In un’intervista con EDGE Magazine, de Man ha ammesso di aver utilizzato tecnologie di machine learning obsolete durante la lavorazione di Gotham Knights diversi anni fa. Crede che ci sia un certo livello di utilità quando, come con qualsiasi strumento, gli artisti infondono la tecnologia con la propria creatività. Tuttavia, afferma che la recente spinta a utilizzare esclusivamente musica generata dall’IA nei videogiochi non coglie affatto il senso dell’attività creativa.

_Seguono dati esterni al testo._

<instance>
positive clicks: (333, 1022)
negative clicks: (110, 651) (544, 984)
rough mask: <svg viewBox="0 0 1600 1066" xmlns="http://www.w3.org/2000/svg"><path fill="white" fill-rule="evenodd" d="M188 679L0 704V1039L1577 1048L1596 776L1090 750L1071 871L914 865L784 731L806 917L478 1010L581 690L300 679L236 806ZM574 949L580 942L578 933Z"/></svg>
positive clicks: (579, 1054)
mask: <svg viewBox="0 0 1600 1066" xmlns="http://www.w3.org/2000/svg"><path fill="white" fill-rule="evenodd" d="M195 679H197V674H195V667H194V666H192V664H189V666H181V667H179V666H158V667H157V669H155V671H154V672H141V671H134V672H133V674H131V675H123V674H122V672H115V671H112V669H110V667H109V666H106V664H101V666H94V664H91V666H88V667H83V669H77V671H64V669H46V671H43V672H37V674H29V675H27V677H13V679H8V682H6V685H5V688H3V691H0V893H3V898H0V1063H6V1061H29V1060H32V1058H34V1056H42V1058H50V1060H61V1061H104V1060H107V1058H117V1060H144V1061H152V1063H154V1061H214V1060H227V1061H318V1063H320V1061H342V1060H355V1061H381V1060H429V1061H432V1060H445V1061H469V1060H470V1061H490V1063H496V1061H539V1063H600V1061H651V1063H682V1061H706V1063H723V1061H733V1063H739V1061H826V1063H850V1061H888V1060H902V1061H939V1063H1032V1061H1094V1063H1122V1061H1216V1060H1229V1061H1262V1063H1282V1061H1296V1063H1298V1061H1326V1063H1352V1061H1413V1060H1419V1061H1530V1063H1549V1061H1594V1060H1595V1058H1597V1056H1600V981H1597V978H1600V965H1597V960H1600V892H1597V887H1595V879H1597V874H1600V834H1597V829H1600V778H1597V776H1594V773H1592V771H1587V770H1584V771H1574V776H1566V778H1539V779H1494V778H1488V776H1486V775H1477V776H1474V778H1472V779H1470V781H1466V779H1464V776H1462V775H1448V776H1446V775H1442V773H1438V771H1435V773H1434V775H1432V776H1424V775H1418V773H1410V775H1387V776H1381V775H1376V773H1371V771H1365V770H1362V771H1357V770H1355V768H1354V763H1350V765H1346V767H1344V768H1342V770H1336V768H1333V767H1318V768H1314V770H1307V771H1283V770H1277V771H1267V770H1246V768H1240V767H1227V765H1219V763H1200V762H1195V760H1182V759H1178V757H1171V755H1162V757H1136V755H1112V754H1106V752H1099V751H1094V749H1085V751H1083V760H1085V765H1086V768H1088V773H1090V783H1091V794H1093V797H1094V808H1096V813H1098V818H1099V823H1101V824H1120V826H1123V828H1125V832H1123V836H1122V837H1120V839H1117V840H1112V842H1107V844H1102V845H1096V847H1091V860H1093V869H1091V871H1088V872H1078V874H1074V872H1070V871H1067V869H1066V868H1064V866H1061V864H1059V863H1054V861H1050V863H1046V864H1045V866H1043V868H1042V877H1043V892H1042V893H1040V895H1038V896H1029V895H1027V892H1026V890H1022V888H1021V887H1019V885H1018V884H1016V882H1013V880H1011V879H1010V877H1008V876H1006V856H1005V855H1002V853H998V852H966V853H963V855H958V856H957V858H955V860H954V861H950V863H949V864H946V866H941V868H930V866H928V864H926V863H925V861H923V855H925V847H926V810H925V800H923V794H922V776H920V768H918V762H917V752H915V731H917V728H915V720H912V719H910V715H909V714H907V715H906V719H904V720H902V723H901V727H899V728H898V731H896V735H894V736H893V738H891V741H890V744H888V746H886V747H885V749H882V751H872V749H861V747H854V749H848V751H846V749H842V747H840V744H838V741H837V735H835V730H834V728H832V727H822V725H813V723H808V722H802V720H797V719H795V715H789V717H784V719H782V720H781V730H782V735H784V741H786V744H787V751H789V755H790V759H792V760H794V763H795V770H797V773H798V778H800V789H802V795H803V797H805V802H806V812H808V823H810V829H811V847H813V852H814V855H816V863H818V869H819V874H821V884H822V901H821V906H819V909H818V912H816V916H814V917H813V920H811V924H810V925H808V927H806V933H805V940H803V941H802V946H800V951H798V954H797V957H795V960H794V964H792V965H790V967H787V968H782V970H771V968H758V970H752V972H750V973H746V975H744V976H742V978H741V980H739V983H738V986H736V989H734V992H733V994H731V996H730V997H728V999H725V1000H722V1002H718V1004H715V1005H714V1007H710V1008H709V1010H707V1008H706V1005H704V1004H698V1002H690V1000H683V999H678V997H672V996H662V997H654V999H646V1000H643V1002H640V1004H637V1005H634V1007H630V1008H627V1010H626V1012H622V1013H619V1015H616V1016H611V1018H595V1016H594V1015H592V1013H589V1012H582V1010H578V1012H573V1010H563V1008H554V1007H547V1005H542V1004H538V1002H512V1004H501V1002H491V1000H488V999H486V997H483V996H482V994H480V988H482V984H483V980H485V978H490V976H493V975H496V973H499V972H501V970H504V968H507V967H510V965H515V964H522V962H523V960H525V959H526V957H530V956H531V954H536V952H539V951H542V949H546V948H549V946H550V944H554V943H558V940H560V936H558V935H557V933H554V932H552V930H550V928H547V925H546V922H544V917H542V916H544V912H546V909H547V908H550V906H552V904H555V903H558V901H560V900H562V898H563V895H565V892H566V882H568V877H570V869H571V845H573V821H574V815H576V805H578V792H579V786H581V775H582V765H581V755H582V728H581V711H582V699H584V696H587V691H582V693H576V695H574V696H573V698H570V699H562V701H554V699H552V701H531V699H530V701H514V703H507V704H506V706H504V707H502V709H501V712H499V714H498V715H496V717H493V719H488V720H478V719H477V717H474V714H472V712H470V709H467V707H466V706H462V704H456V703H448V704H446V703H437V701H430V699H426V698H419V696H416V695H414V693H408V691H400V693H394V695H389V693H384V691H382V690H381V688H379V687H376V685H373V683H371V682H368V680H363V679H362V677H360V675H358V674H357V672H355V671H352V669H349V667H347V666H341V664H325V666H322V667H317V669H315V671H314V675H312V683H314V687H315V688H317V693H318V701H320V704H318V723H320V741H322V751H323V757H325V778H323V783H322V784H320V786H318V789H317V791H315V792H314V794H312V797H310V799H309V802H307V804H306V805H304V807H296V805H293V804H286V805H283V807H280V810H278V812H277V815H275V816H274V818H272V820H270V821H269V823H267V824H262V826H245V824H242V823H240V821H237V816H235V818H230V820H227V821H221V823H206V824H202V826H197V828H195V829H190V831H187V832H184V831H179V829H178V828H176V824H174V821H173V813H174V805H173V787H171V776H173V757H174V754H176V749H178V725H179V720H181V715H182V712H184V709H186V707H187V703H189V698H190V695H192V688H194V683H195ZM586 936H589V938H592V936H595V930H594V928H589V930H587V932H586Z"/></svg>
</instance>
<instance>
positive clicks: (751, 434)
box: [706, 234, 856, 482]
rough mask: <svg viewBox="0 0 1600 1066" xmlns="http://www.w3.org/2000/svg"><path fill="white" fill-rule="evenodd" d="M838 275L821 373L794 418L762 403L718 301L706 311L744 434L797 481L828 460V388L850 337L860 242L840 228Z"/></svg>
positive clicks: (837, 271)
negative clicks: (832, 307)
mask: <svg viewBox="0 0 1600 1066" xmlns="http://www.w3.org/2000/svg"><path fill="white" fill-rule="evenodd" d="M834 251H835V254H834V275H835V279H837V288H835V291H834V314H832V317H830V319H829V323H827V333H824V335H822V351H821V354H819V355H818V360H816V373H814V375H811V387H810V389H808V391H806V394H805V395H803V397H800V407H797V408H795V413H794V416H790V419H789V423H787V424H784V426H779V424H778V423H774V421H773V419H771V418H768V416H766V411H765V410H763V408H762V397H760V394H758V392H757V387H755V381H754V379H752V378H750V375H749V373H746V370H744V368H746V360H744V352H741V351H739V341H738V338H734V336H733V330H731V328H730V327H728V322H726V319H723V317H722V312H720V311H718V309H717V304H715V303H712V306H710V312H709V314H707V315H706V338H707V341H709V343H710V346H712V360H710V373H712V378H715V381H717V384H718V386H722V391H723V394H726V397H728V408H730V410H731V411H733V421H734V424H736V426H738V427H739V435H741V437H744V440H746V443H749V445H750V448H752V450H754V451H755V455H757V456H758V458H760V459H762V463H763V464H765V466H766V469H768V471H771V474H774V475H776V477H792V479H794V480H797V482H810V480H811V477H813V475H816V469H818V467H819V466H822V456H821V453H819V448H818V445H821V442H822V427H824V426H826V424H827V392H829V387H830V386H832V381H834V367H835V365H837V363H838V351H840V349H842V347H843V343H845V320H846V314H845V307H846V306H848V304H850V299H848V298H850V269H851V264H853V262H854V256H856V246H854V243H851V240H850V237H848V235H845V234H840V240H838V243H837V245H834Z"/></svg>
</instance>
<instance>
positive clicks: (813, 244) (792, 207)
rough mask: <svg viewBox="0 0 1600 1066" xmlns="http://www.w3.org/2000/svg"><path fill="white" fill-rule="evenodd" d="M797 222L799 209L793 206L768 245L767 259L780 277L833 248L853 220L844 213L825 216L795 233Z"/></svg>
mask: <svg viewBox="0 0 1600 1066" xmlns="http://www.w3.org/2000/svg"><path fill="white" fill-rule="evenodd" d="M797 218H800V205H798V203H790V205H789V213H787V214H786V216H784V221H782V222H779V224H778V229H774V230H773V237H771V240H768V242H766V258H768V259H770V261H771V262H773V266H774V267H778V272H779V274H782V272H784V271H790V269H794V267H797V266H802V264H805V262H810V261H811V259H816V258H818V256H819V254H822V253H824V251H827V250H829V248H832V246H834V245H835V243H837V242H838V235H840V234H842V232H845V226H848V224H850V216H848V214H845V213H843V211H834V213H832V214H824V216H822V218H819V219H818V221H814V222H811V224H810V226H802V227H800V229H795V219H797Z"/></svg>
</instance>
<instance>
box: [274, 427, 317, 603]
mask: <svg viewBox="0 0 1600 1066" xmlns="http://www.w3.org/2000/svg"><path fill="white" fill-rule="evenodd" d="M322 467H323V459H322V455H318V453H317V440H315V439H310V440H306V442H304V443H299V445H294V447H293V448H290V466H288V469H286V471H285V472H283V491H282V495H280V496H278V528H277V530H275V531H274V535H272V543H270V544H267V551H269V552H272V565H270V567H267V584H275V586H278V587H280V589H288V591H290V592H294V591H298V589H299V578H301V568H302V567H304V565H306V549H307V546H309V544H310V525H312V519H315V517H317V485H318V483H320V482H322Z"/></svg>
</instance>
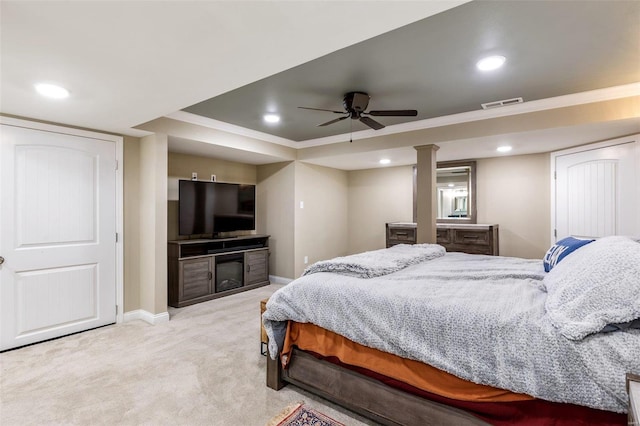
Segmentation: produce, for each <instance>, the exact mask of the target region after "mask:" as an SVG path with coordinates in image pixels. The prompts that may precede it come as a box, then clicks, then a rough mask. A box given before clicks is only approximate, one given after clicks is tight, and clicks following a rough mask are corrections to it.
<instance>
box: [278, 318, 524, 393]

“Il mio lato nerd pensa: ‘Oh, wow, è davvero fantastico’”, ha detto al sito FRVR. “Ma il mio lato più creativo e artistico pensa: ‘Questa è una cosa folle’… Le persone ci infondono il loro livello di creatività, come musicisti e come persone, e diventa qualcosa che non avresti necessariamente potuto prevedere prima, anche se avevi pianificato tutto. Gli imprevisti e le felici coincidenze sono tutte cose che accadono.”
Il tema dell’intelligenza artificiale nei videogiochi continua a essere ampiamente dibattuto. Un ex dirigente di EA ha recentemente affermato che la tecnologia non salverà gli sviluppatori dal realizzare un gioco scadente se mancano le basi di un buon team e di una buona idea.